LEGALIZE THEM ALL? – 

April 14, 2022 – A bill moves through Colorado’s legislature to tighten penalties on the possession and distribution of fentanyl, experts note the complexities and hardships of addiction.

Coreen Brade, the Colorado program assistant for the nonprofit Young People in Recovery, said that often, drug users self-medicate to deal with traumas within their lives. She said it can be a root cause of addiction.

“We don’t self-medicate for enjoyment, so to speak. We self-medicate to escape,” she said. 

With drug use comes shame, she said, and that creates a cycle. It starts with using drugs, experiencing an overdose, feeling too shameful to receive help, attempting to withdraw alone, and then ultimately, staying on the same path of using drugs. 

How does she know?
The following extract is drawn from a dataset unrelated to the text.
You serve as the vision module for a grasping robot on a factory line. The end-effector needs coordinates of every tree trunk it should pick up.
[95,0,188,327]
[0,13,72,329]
She was a drug user herself. 

“I just made a choice and stopped, and it was evident,” she said. “I got pneumonia, and I was put in the hospital.” 

Lisa Raville, executive director of the Harm Reduction Action Center in Denver, said withdrawal from opiates is 1,000 times more painful than the flu, which makes detoxing alone extremely difficult and keeps people from quitting drugs once their bodies becomes dependent on the drug. 

Criminalizing the drug reinforces the cycle and contributes to the shame. Once someone is convicted of a felony, attaining housing or finding a job suddenly becomes very difficult, Raville said. 

“There’s a lot of people that can go to a bar, have a beverage and move on with their day. That’s totally possible to have managed use with fentanyl, heroin, meth or cocaine,” she said. “It’s completely possible, but because we’ve never had a good conversation about drug use in the United States, a lot of people fall for that ‘one hit, you’re addicted’ kind of stuff. Every time we have a beer, we know it’s a safe supply.”